Not very long before my father died, along with my older brother, we watched two movies together. One was Saving Private Ryan and the other was Schindler's List.

My dad served in the SPT during WWII but had made several beach landings under heavy enemy fire and had a close friend who BTW was Jewish and was at Normandy and my dad told my brother and me that the opening depiction in Saving Private Ryan along with the other battle depictions in that movie was as close as any Hollywood movie that he’d ever seen before had ever come to depicting what it was really like. At times it was a bit too close - it was very hard for him to watch.

Same for Schindler's List.

My dad was born in Norway - Kristiansand, he came to America as a very young child in the late 20’s but had family; his grandparents, several aunts, uncles and cousins who were living there under the Nazi occupation. His grandfather ran the local newspaper and wrote several anti-Nazi editorials and published anti-Nazi pamphlets and on at least one occasion, stood in the back yard of his house shooting his pistol at German planes as they flew over. This type of activity during the occupation would result in execution or being sent to a concentration camp.

The Gestapo was about to arrest him when his daughter got tipped off by one of the German officers she was “making nice with” and he went with the Norwegian Underground, the Milorg to live for a time up north in the mountains until things cooled off.
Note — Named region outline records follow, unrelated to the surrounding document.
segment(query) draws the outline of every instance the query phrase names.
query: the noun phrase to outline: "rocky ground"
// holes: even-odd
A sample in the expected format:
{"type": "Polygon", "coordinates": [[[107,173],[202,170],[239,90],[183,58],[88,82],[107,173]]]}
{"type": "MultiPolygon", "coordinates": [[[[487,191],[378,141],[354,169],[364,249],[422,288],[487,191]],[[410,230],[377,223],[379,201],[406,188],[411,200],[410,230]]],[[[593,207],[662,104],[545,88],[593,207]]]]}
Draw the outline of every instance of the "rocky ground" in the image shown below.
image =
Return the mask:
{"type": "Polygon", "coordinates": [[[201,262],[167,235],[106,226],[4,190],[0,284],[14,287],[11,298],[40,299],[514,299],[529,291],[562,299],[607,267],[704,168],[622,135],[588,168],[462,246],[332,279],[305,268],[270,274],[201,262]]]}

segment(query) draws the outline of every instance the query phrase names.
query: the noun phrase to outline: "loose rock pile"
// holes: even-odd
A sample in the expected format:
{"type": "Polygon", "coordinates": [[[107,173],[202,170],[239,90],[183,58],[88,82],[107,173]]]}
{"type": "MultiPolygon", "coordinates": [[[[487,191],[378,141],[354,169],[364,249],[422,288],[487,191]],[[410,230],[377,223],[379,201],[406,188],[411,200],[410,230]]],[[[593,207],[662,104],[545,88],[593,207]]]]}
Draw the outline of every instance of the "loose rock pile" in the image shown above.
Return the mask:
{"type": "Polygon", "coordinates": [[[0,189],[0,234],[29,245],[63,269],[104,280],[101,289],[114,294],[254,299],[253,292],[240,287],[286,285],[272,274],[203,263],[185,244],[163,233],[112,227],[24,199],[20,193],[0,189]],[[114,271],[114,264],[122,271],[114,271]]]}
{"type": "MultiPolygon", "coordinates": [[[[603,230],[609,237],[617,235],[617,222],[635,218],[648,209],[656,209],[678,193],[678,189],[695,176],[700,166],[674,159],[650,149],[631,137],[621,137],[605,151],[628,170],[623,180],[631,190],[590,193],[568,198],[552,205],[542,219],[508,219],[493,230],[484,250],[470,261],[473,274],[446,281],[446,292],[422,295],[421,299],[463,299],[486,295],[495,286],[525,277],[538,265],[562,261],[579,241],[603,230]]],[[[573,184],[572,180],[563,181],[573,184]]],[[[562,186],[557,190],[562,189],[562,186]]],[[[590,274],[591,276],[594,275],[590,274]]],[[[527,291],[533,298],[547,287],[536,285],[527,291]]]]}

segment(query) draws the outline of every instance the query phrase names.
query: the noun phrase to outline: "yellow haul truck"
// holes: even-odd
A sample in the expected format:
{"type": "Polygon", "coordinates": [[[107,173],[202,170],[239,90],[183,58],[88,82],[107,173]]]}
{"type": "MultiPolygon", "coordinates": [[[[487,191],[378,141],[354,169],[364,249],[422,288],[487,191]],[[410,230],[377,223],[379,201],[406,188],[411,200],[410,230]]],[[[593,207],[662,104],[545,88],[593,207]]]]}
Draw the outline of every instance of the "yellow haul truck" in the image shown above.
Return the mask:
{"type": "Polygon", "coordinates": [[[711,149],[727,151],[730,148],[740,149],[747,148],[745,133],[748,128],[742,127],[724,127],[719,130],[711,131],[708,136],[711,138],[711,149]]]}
As to my great aunt – yes she “dated” several German officers during the occupation, seemed to be a “party girl”, a “loose woman” and also benefited from that – she’d bring home to the family things that were difficult to obtain and under rationing that she got as “gifts” from the German officers she knew such as extra sugar and gas rations.

After the war she was accused of being a Quisling, was briefly jailed but was never put to trial and was released. It turned out that she was an agent of the underground resistance and passed valuable information through them to the Allies.